Menurutnya, kepolisian di negara lain sudah mulai memanfaatkan robot. Beberapa negara di ASEAN juga telah bersiap menggunakan robot untuk meningkatkan efisiensi kerja.
“Thailand telah memperkenalkan robot humanoid-nya. Dubai juga telah mengumumkan pemanfaatan robot untuk membantu tugas kepolisian. Bahkan, China telah menguji coba robot polisi untuk patroli, dan Singapura mengembangkan kecoak cyborg untuk operasi SAR (search and rescue),” katanya.
Irjen Pol. Sandi menyebutkan bahwa robot-robot ini telah dibahas dalam rencana strategis (renstra) Polri untuk tahun 2025–2045. Pengadaan robodog (robot dog) telah dianggarkan untuk tahun 2026.

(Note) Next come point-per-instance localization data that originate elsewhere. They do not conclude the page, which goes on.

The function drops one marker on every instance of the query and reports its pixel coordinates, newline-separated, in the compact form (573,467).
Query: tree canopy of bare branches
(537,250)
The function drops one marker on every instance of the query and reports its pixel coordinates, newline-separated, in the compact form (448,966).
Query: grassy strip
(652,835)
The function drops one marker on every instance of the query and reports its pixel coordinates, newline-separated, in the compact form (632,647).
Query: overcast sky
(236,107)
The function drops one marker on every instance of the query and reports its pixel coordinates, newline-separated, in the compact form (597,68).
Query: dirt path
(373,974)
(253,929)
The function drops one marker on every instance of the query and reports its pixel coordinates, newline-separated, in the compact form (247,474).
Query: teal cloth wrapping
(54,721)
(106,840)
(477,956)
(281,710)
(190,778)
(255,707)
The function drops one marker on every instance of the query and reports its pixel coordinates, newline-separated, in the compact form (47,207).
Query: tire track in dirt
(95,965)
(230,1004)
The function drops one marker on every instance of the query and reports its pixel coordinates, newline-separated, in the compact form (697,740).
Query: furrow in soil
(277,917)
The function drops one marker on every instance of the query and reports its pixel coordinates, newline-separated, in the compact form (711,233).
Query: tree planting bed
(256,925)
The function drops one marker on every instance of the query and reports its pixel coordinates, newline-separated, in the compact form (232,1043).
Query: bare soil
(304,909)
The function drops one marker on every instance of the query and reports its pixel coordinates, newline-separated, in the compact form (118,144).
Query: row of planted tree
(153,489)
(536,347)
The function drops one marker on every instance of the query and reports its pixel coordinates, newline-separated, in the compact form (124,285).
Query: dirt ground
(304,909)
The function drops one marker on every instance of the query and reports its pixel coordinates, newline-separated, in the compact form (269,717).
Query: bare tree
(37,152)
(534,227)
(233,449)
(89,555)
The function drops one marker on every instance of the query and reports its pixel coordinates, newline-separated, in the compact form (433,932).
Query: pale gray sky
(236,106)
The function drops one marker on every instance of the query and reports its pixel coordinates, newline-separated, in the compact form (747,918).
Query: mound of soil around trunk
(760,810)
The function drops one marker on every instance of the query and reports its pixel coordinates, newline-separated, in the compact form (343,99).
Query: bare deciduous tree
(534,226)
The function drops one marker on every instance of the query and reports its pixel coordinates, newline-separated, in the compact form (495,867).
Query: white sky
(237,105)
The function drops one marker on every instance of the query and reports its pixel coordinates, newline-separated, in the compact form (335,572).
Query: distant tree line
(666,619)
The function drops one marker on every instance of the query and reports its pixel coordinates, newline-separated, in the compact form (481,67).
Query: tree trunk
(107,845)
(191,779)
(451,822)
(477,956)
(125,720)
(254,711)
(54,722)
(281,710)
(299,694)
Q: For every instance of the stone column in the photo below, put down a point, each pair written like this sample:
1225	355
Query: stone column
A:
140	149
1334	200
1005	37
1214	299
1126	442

“Tahun 2026 sudah dianggarkan untuk robodog. Fungsinya sama dengan K9, yaitu mendeteksi bahan dan benda berbahaya. Namun, lebih efisien karena tidak memerlukan makan harian, pelatihan dengan pawang, tahan terhadap cuaca ekstrem, dan sebagainya,” jelasnya.
Sementara itu, robot humanoid efektif dalam teknologi pengenalan wajah dan pemantauan pelanggaran lalu lintas secara elektronik. Robot ini lebih dinamis karena bisa bergerak bebas dan memiliki pandangan 360 derajat.
“Robot tersebut sudah digunakan oleh Kepolisian China untuk patroli. Dubai juga telah memanfaatkan robot untuk pelayanan perpanjangan SIM dan lainnya,” tambahnya.
Diharapkan kehadiran robot-robot ini dapat mendukung pengawasan dan pemantauan di area berbahaya, seperti gedung kosong atau lokasi bencana.
Selain itu, robot-robot ini juga diharapkan dapat berperan dalam penanganan situasi berisiko seperti penjinakan bom dan penyelamatan dalam bencana alam.
“Diharapkan robot-robot ini dapat dikembangkan untuk mengoptimalkan tugas kepolisian dalam menjaga ketertiban umum, pelayanan publik, dan penegakan hukum yang lebih presisi, humanis, transparan, dan akuntabel,” ungkapnya.
Sebelumnya, dalam gladi kotor perayaan puncak Hari Bhayangkara Ke-79 pada Jumat (27/6), Polri menampilkan 25 robot, termasuk robot humanoid, robot tank, robot ropi, robot drone agriculture, dan robot dog.